Go vertical with this stylish pyramid planter – perfect for adding some instant height in the garden.
You will need: 4 x 1200mm fence palings, 50mm x 50mm timber (approx. 1.2m), 100mm x 20mm timber (approx. 2.7m), 200mm x 25mm timber (approx. 4.5m), 65mm exterior screws, circular saw, long metal ruler or other straight edge, paint stirrer, paintbrush, pencil, PVA glue (exterior), Resene Waterborne Woodsman tinted to Resene English Walnut, sandpaper (coarse), screwdriver.
Top tips: To easily rule a 45-degree line use the back of a regular crosscut handsaw – the handle of most have a built-in guide for ruling 90 and 45 degree angles.
Take care to drill each 65mm screw in at an angle to ensure the point doesn’t protrude out through the back of the timber.
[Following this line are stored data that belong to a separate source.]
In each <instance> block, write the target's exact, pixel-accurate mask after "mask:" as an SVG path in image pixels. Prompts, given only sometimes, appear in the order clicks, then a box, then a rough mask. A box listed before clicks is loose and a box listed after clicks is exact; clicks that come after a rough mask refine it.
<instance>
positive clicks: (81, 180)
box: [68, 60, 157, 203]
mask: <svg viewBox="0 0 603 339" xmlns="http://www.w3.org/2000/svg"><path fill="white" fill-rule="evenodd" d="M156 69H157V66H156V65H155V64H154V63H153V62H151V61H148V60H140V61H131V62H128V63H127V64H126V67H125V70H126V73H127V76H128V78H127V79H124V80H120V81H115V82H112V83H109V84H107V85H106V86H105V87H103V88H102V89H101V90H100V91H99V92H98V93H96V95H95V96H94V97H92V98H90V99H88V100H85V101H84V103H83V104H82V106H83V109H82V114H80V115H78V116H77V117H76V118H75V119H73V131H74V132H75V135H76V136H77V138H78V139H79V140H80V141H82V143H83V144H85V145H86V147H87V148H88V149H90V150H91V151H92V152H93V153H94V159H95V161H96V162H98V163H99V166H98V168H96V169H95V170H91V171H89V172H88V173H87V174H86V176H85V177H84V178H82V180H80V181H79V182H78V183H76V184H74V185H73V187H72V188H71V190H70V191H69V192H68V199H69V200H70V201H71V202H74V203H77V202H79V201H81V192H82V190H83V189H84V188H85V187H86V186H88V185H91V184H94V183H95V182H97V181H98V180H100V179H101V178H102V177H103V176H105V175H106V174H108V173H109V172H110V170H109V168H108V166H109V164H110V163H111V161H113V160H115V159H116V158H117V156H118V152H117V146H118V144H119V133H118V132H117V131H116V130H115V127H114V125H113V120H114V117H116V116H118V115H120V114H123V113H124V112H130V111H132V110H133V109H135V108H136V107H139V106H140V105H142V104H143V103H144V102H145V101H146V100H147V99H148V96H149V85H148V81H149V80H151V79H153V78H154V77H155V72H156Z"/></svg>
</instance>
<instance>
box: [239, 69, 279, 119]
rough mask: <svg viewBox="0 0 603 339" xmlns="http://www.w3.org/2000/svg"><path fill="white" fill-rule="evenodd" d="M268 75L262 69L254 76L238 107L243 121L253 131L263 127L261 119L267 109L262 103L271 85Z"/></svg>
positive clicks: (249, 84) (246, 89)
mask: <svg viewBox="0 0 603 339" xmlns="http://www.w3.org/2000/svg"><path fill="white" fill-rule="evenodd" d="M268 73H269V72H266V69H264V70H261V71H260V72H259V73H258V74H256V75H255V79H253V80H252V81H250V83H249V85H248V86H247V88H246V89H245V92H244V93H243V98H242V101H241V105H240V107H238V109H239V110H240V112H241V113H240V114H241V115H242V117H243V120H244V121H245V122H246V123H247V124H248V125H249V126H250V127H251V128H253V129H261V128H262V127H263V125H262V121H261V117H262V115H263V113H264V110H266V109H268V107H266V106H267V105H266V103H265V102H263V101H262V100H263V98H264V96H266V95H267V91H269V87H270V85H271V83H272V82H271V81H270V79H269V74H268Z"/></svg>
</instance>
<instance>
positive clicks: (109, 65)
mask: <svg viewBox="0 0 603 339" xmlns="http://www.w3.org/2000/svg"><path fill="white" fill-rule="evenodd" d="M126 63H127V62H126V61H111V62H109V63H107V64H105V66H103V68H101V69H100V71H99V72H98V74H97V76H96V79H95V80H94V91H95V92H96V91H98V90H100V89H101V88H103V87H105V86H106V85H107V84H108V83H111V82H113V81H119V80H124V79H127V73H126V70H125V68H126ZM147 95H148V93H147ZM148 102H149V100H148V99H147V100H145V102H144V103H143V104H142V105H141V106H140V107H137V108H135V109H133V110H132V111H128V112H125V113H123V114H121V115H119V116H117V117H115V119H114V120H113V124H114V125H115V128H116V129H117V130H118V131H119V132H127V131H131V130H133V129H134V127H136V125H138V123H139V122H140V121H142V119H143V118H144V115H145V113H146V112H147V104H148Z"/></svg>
To get the look: Mark stained the background raised bed with Resene Waterborne Woodsman tinted to Resene Japanese Maple.
Handy hint: As well as the bought 50mm x 50mm timber and fence palings, we used a selection of reclaimed wood from disassembled pallets and other wooden crates. For a more permanent structure, however, it would pay to use only appropriately treated timber.
Planting ideas: We used a selection of pelargoniums but this planter could also be used for seasonal colour, ornamental grasses, herbs, salad vegetables, strawberries, or even small succulents.
Make a mark 330mm from one end of one of the fence palings.
Rule a diagonal line from this mark to the opposite corner, as shown.
Repeat with the other three fence palings and then cut along these lines with the saw. Smooth rough edges with sandpaper.
Place the 50mm x 50mm piece of timber on a flat surface and place two of the fence palings into position, as shown. Rule a horizontal cutting line along the base using the metal ruler. Repeat with the other two fence palings.
Saw these pieces of timber to size using the ruled lines as a cutting guide. Smooth rough edges with sandpaper.
Assemble the four pieces of fence paling and the central 50mm x 50mm support into a ‘pyramid’ frame, as shown. Fix securely with PVA glue and screws.
Set the blade of the circular saw to 45 degrees and cut a piece of 100mm x 20mm timber to fit along one side of the base (ours measured 665mm). Smooth rough edges with sandpaper.
Fix this piece of timber into position, as shown, using screws and PVA glue.
Repeat steps seven and eight to complete the remaining three base supports, as shown.
Make a mark 150mm from the base of one of the angled supports and rule a 45 degree line upwards across the angled support, as shown. Rule a corresponding 45 degree line across the face of the opposite support.
Measure the distance between these two ruled lines at the back of the two supports and then the distance between the two ruled lines at the front of the two supports. Use these measurements to cut a trapezoid shape from the 200mm x 25mm timber. (The circular saw blade should still be set at 45 degrees.) Smooth rough edges with sandpaper.
Place this piece of timber into position, aligning it with the ruled lines, and fix with PVA glue and screws.
Repeat steps eleven and twelve to complete the first tier of angled walls, as shown.
Using the same technique described in steps ten to thirteen, create a second tier of angled walls – although this tier should be 250mm higher than the previous tier.
Again, using the same technique described in steps ten to thirteen, create a third tier of angled walls – this tier should also be 250mm higher than the previous tier. Allow glue to dry.